13 марта 1881 г. козни нигилистов увенчались успехом. Хотя первая бомба, брошенная в сани Государя, ранила лишь несколько солдат из его эскорта, и самому Императору удалось бы избежать гибели, если бы он не вышел из экипажа и не подошёл к раненым, чтобы им помочь. В это время была брошена вторая бомба, которая ранила Александра II смертельно. Императора принесли в Зимний Дворец совершенно изувеченного, где он и скончался. А в это время толпа его верноподданных, собравшаяся на Дворцовой площади под окнами Зимнего Дворца в молчании слушала заунывный благовест Исаакиевского собора.
Говорят, что в день своей смерти Александр II подписал указ о даровании русскому народу конституционного образа правления. Акт этот так и не был приведён в исполнение. Сторонники либеральных реформ утверждали, что, если бы России была бы тогда дана конституция, русская история пошла бы по совершенно·иному руслу и революция прекратилась бы.
В громадном и внушительном Александре III не было живости и доступности его отца. Он жил в полном уединении в Гатчине, приезжая в столицу только для придворных приемов и дел. Его супруга Императрица Мария Фёдоровна отличалась, наоборот, очень весёлым нравом, и многие представители аристократии даже ставили ей в вину её живость и любовь к развлечениям. Но она была слишком популярна, чтобы мнения её критиков могли бы изменить её положение в обществе. Где бы она ни появлялась, сияние её глаз, её жизнерадостность и тонкий юмор привлекали к ней симпатии всех окружающих.

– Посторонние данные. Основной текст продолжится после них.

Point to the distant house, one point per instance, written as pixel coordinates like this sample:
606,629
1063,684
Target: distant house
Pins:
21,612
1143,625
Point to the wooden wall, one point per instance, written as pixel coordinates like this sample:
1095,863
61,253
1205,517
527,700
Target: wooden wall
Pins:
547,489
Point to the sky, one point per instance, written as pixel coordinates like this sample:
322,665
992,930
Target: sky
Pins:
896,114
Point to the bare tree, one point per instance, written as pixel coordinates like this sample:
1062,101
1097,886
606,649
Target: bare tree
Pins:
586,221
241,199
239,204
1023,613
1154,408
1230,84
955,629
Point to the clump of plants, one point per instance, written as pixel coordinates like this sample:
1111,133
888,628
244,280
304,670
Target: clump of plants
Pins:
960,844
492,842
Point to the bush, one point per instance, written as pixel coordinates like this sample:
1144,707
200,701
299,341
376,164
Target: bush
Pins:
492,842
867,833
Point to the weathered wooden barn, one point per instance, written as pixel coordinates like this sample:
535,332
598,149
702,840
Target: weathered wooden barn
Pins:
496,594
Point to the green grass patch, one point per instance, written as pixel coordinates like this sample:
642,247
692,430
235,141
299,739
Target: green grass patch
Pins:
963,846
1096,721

Она имела влияние на своего сына и после смерти Александра III, хотя к великому несчастью для России, влияние молодой Императрицы находилось неизбежно в оппозиции влиянию Марии Фёдоровны и с годами всё увеличивалось, пока под конец не взяло верх, уничтожив совершенно власть матери над слабой и колебающейся натурой Николая II. Однако, он был искренно привязан к Марии Фёдоровне, и не проходило дня, чтобы они не виделись. В то время, как молодая Императрица всё более уединялась, вдовствующую Императрицу можно было видеть всегда на людях. Очень часто можно было встретить на улицах столицы её миниатюрную фигуру, одетую в чёрное, в санях или же в экипаже, с чернобородым камер-казаком на запятках. Или же, наоборот, вся в белом, сияя бриллиантами, занимала Мария Фёдоровна место своей невестки рядом с Государем на каком-нибудь торжественном приёме. Иногда её можно было видеть на каком-нибудь обеде или же балу, следящей своими удивительными глазами, которые не теряли своего блеска, за всеми окружающими. Она непринуждённо и приятно со всеми беседовала, всех помнила и каждому умела сказать то, что было нужно.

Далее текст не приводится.